Thames Water hires advisers over £190m loan as MPs call for govt administration
Lenders to troubled UK utility Thames Water's parent company have reportedly engaged accountancy firm EY as advisers weeks before a £190m debt falls due and MPs called for the company to be placed into special administration.
Concerns are mounting within government about the company's survival, while the opposition Liberal Democrat Party demanded the company, which has piled up debts of £14bn, be placed into special administration.
Millions of Thames Water customers on Friday received their annual bill with eye-watering price rises of around 13% - more than three times the rate of inflation.
Sarah Olney, the Lib Dems’ Treasury spokesperson, was set to call in a parliamentary debate the largest privatised English water company to be wound up under legislation that has recently been updated by ministers.

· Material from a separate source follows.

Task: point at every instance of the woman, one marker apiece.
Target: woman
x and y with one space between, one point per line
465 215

Thames Water wants a £2.5bn shareholder bailout to the end of the decade to stay solvent, but it has also held out the begging bowl to industry regulator Ofwat, demanding it be allowed to hit customers with a 40% price rise, pay its mostly-foreign owners higher dividends and be let off the hook for polluting rivers and streams by receiving lower fines.
Parent company Kemble Water has also received a £500m loan from shareholders.
“Thames Water is no longer a functioning company and the government has a choice: either bail them out with taxpayer money or put the company under new ownership to steady the ship," Olney said.
A £190m facility is due to be repaid or extended by the end of April, with the utility's bosses telling MPs in December that it was "not currently" able to repay the funding.
Thames Water serves 15 million customers across London and the southeast of England, and has come under intense pressure in recent years because of its poor record on leaks, sewage contamination, executive pay and shareholder dividends.
The appointment of EY was first reported by Sky News, without citing sources.